We now use the carvers to solve the DFRWS 2007 challenge. Carving for PDFs requires going through a number of steps. The first step is to index the image for PDF artifacts. The following will create the index file pdf_test.idx:

$ python pdf_carver.py  -c -i pdf_test.idx dfrws-2007-challenge.img 

Next we need to create the map files. These map files are the initial guess for the mapping functions of each PDF found in the image. Each map file corresponds to a single XREF table, and the carver tries to coalesce related XREF tables into the same mapping function.

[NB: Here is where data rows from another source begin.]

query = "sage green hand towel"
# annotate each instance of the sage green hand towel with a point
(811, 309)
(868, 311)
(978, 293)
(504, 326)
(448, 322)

$ python pdf_carver.py  -m -i pdf_test.idx dfrws-2007-challenge.img
$ ls *.map
103228588.map            148733892.map            300968051.map            38267254.map
103537905-103228588.map  236510367.map            304512789.map            38315692-38267254.map
103537905.map            300187251.map            304516723-304512789.map  38315692.map

It is possible to view each of these maps graphically (You need to have gnuplot installed for this), for example:

$ python pdf_carver.py  -p -M 146306832-146288243.map

We can see the number and the nature of the discontinuities, although their exact position is inaccurate as we did not test this file yet. For PDF files this map is usually sufficient to be able to open the file with a pdf viewer despite the errors. This is because most of the PDF objects are there, and the general structure of the file is correct. If for some reason we are unable to verify this file, we can just extract them:

$ python pdf_carver.py -M 146306832-146288243.map -e output.pdf dfrws-2007-challenge.img

To work out exactly where the discontinuities are, we need to force the file. In this example we also ask for the output map to be saved in "output.map":

$ python pdf_carver.py -M 146306832-146288243.map -f output.pdf -F output.map dfrws-2007-challenge.img

Ambiguous point found at offset 2048: forward=146290176 vs reverse=146292224...
Checking until 2982
Found a hit at 2048
Verifying complete file:
No errors
Extracting into file output.pdf
Saving map in output.map

As can be seen the discontinuity was moved from its original position to a more accurate position.